SAHİH-İ MÜSLİM |
FAZİLETLER |
24 - باب
في سدل النبي
صلى الله عليه
وسلم شعره، وفرقه
24- NEBi (S.A.V.)'İN
SAÇLARINI SALMASI VE AYIRMASI HAKKINDA BİR BAB
90 - (2336) حدثنا
منصور بن أبي
مزاحم ومحمد
بن جعفر بن زياد
(قال منصور:
حدثنا. وقال
ابن جعفر:
أخبرنا) إبراهيم
(يعنيان ابن
سعد) عن ابن
شهاب، عن
عبيدالله بن
عبدالله، عن
ابن عباس. قال:
كان
أهل الكتاب
يسدلون
أشعارهم. وكان
المشركون
يفرقون
رؤوسهم. وكان رسول
الله صلى الله
عليه وسلم يحب
موافقة أهل الكتاب
فيما لم يؤمر
به. فسدل رسول
الله صلى الله
عليه وسلم
ناصيته. ثم
فرق بعد.
6016-90/1- Bize Mansur
b. Ebu Müzahim ve Muhammed b. Cafer b. Ziyad tahdis etti. Mansur bize İbrahim
-yani b. Sa'd- tahdis etti, derken, İbn Cafer haber verdi, dedi. O İbn
Şihab'dan, o Ubeydullah b. Abdullah'dan, o İbn Abbas’DAN şöyle dediğini rivayet
etti: Kitap ehli saçlarını salıyorlar, müşrikler de başlarını (saçlarını)
ortadan ayırıyorlardı. Resulullah (Sallallahu aleyhi ve Sellem) ise hakkında
kendisine emir verilmeyen hususlarda Kitap Ehli'ne muvafakat etmeyi severdi. Bu
sebeple Resulullah (Sallallahu aleyhi ve Sellem) saçlarını alnının üzerine
saldı, daha sonra ise ayırdı.
Diğer tahric: Buhari,
3558, 3944, 5917; Ebu Davud, 4188; Nesai, 5253; İbn Mace, 3632
90-م - (2336)
وحدثني أبو
الطاهر.
أخبرنا ابن
وهب. أخبرني
يونس عن ابن
شهاب، بهذا
الإسناد، نحوه.
6017- .. ./2- Bana Ebu
Tahir de tahdis etti, bize İbn Vehb haber verdi, bana Yunus, İbn Şihab’DAN bu
isnad ile buna yakın olarak haber verdi.
AÇIKLAMA: (6016)
"Kitap ehli saçlarını salıyorIardı. Müşrikler ise başlarını (saçlarını)

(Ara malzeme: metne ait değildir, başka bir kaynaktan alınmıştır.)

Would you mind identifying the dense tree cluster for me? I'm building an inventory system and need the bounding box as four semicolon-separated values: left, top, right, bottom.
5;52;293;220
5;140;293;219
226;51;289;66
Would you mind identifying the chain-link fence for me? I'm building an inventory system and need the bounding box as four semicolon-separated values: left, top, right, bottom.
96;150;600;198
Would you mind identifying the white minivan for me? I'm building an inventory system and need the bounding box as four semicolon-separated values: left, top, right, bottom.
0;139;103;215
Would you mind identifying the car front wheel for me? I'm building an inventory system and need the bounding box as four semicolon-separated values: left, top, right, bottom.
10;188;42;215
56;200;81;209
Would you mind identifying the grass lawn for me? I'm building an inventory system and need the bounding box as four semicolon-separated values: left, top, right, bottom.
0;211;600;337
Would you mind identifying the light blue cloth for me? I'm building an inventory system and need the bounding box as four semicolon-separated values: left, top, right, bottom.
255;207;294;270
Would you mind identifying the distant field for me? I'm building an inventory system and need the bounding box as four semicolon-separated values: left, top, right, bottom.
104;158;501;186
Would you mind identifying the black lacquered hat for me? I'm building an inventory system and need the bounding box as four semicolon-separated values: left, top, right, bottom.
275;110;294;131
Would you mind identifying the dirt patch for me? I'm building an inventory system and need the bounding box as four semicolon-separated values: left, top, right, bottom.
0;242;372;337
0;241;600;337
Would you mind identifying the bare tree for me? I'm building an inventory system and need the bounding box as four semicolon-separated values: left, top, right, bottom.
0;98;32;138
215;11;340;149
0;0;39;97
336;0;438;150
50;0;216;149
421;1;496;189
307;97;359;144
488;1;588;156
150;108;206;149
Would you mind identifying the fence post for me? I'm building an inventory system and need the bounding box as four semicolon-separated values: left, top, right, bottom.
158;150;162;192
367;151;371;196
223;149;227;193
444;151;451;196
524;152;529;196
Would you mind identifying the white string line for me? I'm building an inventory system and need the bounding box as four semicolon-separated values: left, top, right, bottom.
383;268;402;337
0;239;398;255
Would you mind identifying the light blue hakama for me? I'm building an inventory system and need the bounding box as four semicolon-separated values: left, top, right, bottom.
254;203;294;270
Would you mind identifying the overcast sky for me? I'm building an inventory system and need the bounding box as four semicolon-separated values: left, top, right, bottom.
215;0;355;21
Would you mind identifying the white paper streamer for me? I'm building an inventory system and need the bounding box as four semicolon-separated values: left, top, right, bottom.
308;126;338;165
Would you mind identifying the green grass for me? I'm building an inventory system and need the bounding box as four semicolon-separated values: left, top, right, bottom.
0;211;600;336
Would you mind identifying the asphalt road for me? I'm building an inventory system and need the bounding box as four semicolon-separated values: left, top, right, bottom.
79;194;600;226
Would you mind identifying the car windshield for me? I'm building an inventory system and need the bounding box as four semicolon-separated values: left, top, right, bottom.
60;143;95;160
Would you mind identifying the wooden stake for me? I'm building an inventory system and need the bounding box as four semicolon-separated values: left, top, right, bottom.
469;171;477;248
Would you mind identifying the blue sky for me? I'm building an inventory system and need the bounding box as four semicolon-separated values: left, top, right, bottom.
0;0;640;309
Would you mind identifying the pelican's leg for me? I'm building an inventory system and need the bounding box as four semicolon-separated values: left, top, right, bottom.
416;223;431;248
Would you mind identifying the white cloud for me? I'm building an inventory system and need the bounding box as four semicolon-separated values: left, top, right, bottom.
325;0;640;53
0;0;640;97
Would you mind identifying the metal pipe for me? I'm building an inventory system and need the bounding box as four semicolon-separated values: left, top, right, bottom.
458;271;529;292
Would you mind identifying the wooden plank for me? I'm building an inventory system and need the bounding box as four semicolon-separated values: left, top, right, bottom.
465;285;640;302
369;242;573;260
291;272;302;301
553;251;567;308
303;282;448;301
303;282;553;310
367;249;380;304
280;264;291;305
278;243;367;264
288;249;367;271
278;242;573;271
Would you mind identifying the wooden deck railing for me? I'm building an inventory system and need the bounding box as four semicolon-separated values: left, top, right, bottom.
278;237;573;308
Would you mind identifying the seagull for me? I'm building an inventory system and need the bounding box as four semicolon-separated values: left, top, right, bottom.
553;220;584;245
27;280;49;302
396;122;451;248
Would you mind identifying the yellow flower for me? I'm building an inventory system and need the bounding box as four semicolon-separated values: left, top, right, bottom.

ayınyorlardı... Sonra ayırdı."
Dil bilginleri der ki:
Sedele: Saldı fiili muzari olarak dal harfi ötreli ve kesreli olmak üzere
yesdülü ve yesdilu (salar) diye kullanılır. Kadı Iyaz da: Saç hakkında bu fiil
saçın salınması, bırakılması demektir. Devamla dedi ki: İlim adamlarına göre
bundan maksat saçın alnın üzerine salınması ve bir perçem gibi yapılması
demektir. Nitekim bu fiil salınmaları ve yan taraflarından toplanmamaları
halinde saç ve elbise hakkında da kullanılır. Fark (saçı ortadan ayırmak) ise
saçın bir kısmını diğerinden ayırmak demektir. İlim adamları der ki: Saçları
ayırmak sünnettir. Çünkü Nebi (Sallallahu aleyhi ve Sellem)'in sonunda dönüp
yaplığı budur. Açıkça anlaşıldığına göre O, vahiy emri ile buna dönmüştür.
Çünkü hadisde: "Kendisine emir verilmeyen hususlarda kitap ehline uygun
hareket etmeyi severdi" buyurulmaktadır. Kadı Iyaz dedi ki: Hatta kimi ilim
adamı saçların salıverilmesi neshedilmiştir, bunu yapmak caiz olmadığı gibi
alnının üzerine ve kulaklarına sarkıtması da caiz değildir, demişlerdir. Ama
muhtemel olan saçları ayırmanın vacip olmayıp caiz olduğunun kastedildiğidir.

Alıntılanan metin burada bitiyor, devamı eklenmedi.